I didn’t say a word, just continued drinking my coffee. I felt everything slipping away—my newspaper, my friends, and my life.

“I’m not going anywhere,” I said and stared into Harden’s eyes. “Maybe Bo will change his plea to guilty.”

Harden half smiled. “You have always been a hard-ass.”

I looked back at Harden as I left a tip on the table for Bree and walked toward the front door. “You let me know if you hear anything else.”

As I turned the corner from the backroom, I ran into Jace Wittman, Sue Hines’ stepbrother. His face looked weary and his blue dress shirt was untucked and wrinkled. His hair needed to be brushed. His goatee was unkempt.

Before I could offer any condolences, Wittman hurled his vanilla latte at my head.

“You son of a bitch,” he shouted. “You killed my sister.”

I shielded my face, and most of the hot liquid scalded my arm. I smelled the vanilla and imagined my skin blistering.

Wittman doubled me over with a punch to my exposed gut. Bree screamed for him to stop. I slipped and hit my head on the corner of a table. Harden blocked Wittman’s path and pushed him as he tried to deliver a kick to my ribs.

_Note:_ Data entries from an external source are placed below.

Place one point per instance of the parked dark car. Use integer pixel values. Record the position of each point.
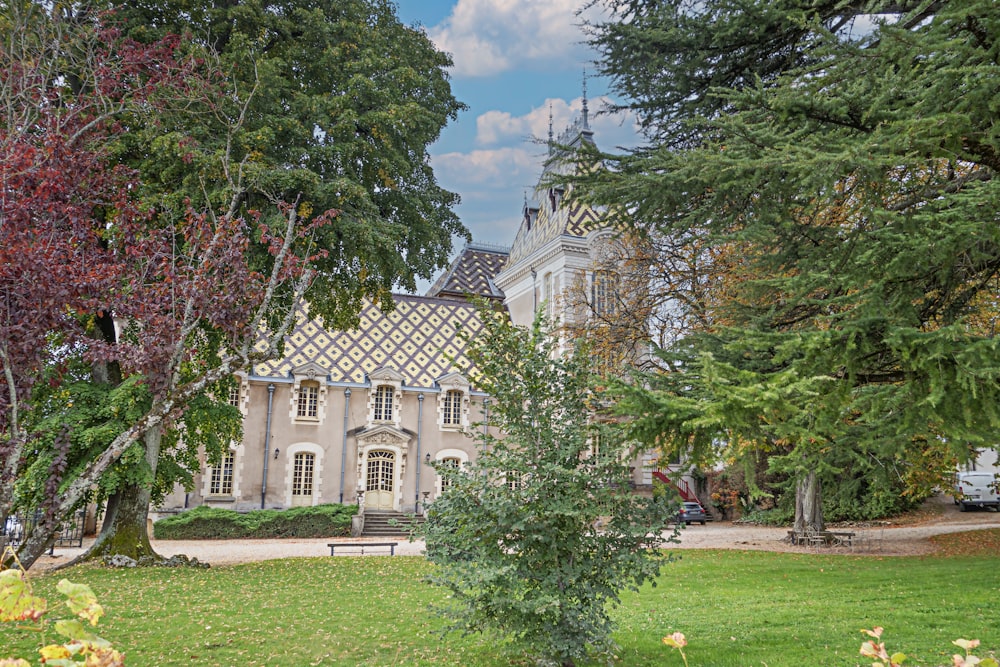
(691, 512)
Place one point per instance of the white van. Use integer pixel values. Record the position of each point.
(976, 489)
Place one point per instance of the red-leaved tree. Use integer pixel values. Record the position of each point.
(77, 248)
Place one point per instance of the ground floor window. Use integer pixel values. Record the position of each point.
(221, 482)
(303, 467)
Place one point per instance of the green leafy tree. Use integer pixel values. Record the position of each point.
(538, 537)
(848, 151)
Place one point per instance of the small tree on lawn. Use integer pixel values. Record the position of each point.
(539, 535)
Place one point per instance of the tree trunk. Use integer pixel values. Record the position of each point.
(124, 529)
(808, 504)
(37, 542)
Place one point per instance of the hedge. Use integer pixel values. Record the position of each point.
(212, 523)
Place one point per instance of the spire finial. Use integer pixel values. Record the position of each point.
(551, 137)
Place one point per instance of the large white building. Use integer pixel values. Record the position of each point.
(357, 416)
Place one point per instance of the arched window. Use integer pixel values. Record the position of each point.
(308, 405)
(303, 471)
(449, 462)
(605, 288)
(383, 403)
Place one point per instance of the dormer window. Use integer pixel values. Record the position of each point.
(383, 403)
(452, 409)
(308, 399)
(453, 402)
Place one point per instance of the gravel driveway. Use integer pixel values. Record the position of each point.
(886, 539)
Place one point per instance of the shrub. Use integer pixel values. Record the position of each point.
(212, 523)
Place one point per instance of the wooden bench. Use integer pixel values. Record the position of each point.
(361, 545)
(829, 538)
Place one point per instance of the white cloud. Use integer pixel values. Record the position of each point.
(486, 37)
(500, 127)
(496, 169)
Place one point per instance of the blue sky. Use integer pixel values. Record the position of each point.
(513, 59)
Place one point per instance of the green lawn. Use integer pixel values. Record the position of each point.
(736, 608)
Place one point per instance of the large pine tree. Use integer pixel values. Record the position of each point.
(847, 154)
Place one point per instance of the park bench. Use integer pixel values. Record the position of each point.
(829, 538)
(362, 545)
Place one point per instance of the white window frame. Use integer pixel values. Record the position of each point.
(289, 454)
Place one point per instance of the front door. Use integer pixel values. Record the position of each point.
(381, 478)
(303, 467)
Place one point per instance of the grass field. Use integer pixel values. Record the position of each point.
(736, 609)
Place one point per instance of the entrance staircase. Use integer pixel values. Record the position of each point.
(380, 523)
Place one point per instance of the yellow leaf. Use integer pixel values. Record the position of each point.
(16, 601)
(81, 600)
(54, 652)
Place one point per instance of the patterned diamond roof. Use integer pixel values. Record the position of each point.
(419, 338)
(547, 218)
(472, 272)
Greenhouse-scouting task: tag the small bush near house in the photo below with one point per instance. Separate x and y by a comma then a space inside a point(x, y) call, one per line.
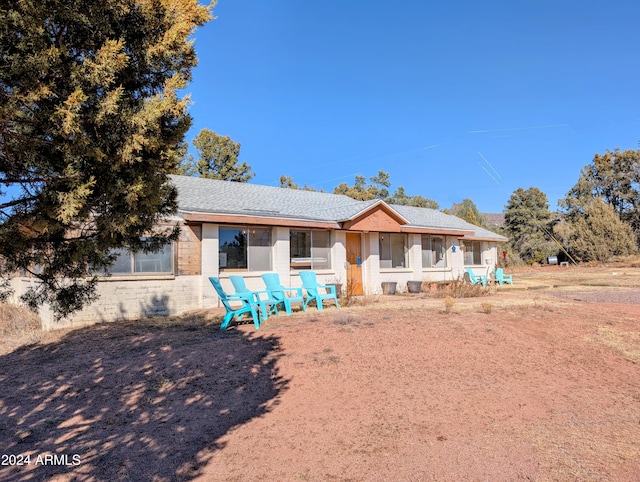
point(460, 289)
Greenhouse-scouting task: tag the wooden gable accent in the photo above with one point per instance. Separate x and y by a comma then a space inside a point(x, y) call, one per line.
point(189, 250)
point(378, 219)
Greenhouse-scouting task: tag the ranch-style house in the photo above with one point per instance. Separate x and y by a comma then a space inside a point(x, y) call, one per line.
point(239, 228)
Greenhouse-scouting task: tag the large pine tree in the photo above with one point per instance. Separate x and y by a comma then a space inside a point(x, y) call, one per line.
point(90, 125)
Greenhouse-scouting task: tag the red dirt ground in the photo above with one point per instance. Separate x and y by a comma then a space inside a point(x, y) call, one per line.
point(544, 387)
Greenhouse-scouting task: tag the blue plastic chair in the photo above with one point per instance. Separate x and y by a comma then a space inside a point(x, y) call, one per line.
point(311, 286)
point(474, 279)
point(267, 304)
point(503, 278)
point(282, 294)
point(247, 305)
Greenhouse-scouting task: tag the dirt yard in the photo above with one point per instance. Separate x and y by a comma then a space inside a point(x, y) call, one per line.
point(539, 381)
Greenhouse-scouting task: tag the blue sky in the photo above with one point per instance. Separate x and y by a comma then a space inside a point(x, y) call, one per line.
point(454, 100)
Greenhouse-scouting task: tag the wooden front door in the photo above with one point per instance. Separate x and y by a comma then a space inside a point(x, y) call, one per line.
point(354, 264)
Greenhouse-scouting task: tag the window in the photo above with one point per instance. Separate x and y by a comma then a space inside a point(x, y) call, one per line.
point(310, 249)
point(472, 252)
point(128, 263)
point(246, 248)
point(393, 250)
point(433, 252)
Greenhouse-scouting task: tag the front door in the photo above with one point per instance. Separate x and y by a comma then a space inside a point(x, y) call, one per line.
point(354, 264)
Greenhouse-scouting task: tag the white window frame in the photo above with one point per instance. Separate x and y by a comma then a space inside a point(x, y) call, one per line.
point(250, 249)
point(433, 256)
point(314, 258)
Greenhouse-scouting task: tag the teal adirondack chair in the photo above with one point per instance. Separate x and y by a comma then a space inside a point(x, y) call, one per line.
point(267, 304)
point(247, 305)
point(281, 294)
point(311, 286)
point(473, 278)
point(503, 278)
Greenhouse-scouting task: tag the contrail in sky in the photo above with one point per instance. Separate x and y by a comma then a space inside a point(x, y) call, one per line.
point(489, 164)
point(517, 128)
point(490, 175)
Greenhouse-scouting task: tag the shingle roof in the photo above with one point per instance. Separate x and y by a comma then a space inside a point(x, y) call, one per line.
point(198, 195)
point(225, 197)
point(425, 217)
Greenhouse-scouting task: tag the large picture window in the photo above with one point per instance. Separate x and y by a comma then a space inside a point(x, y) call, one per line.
point(310, 249)
point(472, 252)
point(128, 263)
point(244, 248)
point(393, 250)
point(433, 252)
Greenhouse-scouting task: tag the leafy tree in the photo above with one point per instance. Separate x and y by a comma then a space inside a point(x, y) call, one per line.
point(218, 159)
point(287, 183)
point(468, 211)
point(598, 234)
point(400, 197)
point(90, 126)
point(615, 177)
point(528, 225)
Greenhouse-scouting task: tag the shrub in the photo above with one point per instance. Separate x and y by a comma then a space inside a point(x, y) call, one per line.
point(17, 320)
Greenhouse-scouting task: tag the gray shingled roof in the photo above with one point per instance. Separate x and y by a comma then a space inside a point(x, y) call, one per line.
point(200, 195)
point(424, 217)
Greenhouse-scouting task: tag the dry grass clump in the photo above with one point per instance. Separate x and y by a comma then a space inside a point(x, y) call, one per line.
point(449, 303)
point(17, 321)
point(626, 343)
point(353, 300)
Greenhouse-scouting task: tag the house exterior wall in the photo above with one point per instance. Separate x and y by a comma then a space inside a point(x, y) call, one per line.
point(139, 296)
point(126, 298)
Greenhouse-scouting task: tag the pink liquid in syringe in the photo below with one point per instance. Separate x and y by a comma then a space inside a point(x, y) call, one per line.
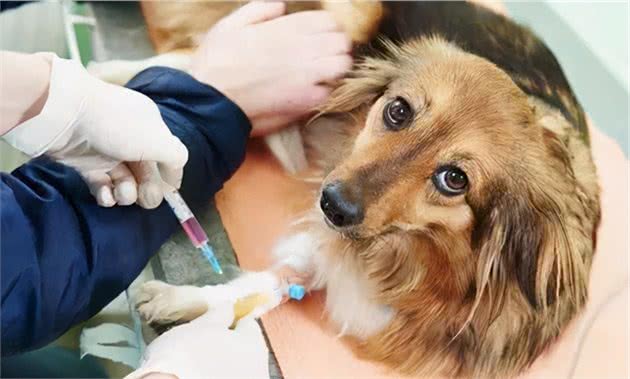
point(194, 232)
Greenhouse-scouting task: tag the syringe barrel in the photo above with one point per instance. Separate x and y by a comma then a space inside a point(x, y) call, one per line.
point(178, 205)
point(191, 226)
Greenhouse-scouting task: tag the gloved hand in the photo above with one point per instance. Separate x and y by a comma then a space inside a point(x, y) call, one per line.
point(272, 66)
point(113, 136)
point(207, 348)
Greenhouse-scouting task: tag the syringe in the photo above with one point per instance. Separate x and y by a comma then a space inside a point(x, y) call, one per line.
point(191, 226)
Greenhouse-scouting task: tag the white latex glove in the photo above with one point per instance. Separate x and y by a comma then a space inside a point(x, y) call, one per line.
point(113, 136)
point(207, 348)
point(273, 66)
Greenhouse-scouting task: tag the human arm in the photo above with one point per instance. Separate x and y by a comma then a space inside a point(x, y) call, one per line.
point(63, 256)
point(65, 113)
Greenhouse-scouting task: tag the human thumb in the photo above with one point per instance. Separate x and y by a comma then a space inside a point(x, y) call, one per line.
point(255, 12)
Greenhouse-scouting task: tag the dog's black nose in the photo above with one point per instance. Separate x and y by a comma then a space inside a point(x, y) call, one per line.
point(339, 206)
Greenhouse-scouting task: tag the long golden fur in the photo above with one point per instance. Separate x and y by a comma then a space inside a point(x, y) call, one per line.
point(480, 284)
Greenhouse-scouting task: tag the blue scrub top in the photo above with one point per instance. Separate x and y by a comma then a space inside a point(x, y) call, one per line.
point(63, 258)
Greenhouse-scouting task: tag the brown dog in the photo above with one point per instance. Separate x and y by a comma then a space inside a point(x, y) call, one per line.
point(455, 222)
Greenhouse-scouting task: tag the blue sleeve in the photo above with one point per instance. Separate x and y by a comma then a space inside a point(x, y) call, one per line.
point(63, 258)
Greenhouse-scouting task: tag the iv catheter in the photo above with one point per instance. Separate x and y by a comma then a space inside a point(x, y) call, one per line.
point(191, 226)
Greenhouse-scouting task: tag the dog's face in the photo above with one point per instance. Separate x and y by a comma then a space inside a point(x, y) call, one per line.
point(446, 127)
point(449, 147)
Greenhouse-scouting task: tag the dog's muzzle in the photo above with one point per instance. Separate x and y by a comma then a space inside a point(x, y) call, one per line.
point(340, 206)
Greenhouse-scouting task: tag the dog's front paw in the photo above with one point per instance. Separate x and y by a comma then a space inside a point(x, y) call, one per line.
point(162, 303)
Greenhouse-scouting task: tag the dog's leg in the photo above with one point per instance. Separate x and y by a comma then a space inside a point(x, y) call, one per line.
point(162, 303)
point(121, 71)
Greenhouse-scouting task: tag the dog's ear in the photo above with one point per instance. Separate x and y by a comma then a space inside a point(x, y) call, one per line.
point(536, 234)
point(367, 81)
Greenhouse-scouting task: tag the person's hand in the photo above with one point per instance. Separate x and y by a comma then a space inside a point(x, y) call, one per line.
point(273, 67)
point(113, 136)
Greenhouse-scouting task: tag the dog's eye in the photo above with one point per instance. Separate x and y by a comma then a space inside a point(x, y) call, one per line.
point(450, 181)
point(397, 114)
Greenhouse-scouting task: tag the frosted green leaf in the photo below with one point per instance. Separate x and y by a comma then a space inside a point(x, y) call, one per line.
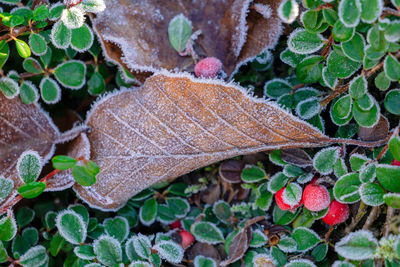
point(306, 238)
point(117, 227)
point(382, 82)
point(367, 118)
point(37, 44)
point(392, 32)
point(372, 194)
point(29, 166)
point(370, 10)
point(71, 74)
point(346, 188)
point(82, 38)
point(73, 17)
point(60, 35)
point(288, 11)
point(354, 48)
point(28, 93)
point(303, 42)
point(308, 108)
point(9, 87)
point(350, 12)
point(392, 68)
point(201, 261)
point(277, 87)
point(93, 6)
point(108, 250)
point(325, 159)
point(71, 226)
point(207, 232)
point(340, 66)
point(292, 194)
point(6, 187)
point(169, 251)
point(49, 90)
point(34, 257)
point(179, 32)
point(392, 100)
point(359, 245)
point(358, 87)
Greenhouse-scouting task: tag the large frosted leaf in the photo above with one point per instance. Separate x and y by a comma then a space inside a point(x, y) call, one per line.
point(175, 124)
point(135, 33)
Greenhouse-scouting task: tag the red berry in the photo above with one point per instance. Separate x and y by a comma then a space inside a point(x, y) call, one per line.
point(395, 162)
point(281, 204)
point(208, 67)
point(176, 225)
point(316, 197)
point(187, 238)
point(337, 213)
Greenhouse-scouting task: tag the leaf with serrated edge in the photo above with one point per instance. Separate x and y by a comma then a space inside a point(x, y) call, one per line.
point(175, 124)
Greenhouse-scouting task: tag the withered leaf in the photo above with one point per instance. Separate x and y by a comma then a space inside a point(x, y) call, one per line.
point(175, 124)
point(23, 127)
point(135, 33)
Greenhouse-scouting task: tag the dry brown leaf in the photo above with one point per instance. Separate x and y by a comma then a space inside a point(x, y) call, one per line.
point(23, 127)
point(175, 124)
point(135, 33)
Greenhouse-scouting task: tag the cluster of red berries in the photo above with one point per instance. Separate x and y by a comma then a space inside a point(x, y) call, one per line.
point(187, 237)
point(316, 198)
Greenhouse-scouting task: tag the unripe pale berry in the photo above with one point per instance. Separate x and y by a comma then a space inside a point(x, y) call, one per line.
point(337, 213)
point(187, 238)
point(208, 67)
point(281, 204)
point(316, 197)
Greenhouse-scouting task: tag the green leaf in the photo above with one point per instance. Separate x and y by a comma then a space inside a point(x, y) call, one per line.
point(34, 257)
point(96, 84)
point(346, 188)
point(60, 35)
point(389, 177)
point(207, 232)
point(23, 48)
point(391, 103)
point(370, 10)
point(394, 146)
point(306, 239)
point(382, 82)
point(359, 245)
point(63, 162)
point(340, 66)
point(304, 42)
point(82, 38)
point(392, 68)
point(309, 70)
point(9, 87)
point(32, 65)
point(71, 74)
point(49, 90)
point(8, 228)
point(325, 159)
point(37, 44)
point(28, 93)
point(341, 33)
point(108, 250)
point(253, 174)
point(179, 32)
point(392, 200)
point(148, 211)
point(71, 226)
point(392, 32)
point(358, 87)
point(169, 251)
point(308, 108)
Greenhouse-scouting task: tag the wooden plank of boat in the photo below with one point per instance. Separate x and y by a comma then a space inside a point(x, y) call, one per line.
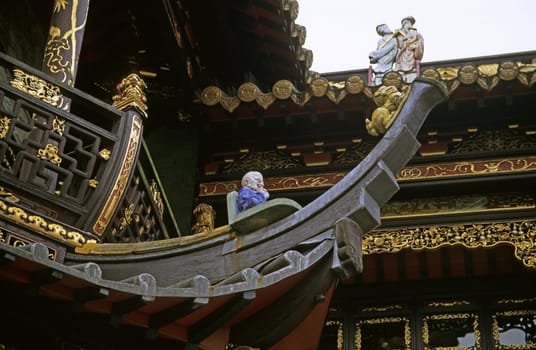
point(358, 196)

They had been cracked one time too many and wouldn’t have taken the kick well.

Even though he had twenty pounds on Harden, Wittman knew he was overmatched. He turned angrily and walked out of the cafe. Harden stayed with me. “You okay?” he asked. “We need to get that shirt off and see how much damage Wittman did. Want to call the cops?”

I shook my head imagining that I felt my brain rattle around in my skull. I struggled to catch my breath and not show any emotion. Bree, Harden, and the customers stared down at me.

“He must have come looking for you,” said Bree. “His eyes were glazed over when he walked in until he saw you. I thought he was going to kill you.”

“I have that effect on people,” I said.

She handed me a ziplock bag filled with ice for my head. When they got my shirt off, my left arm was pink, but the starched sleeve had repelled most of the coffee. There were no blisters. Funny how my writer’s imagination had gotten carried away. I also had a knot on the back of my head from the fall, but no other injuries.

Bree gave me a kiss on the forehead and a green, red, yellow, and blue tie-dyed Breaktime T-shirt to wear. Harden walked with me back to the Insider office.

It was a little after nine o’clock in the morning, and I’d already had my ass kicked and seen my chance for redemption possibly evaporate. Perfect.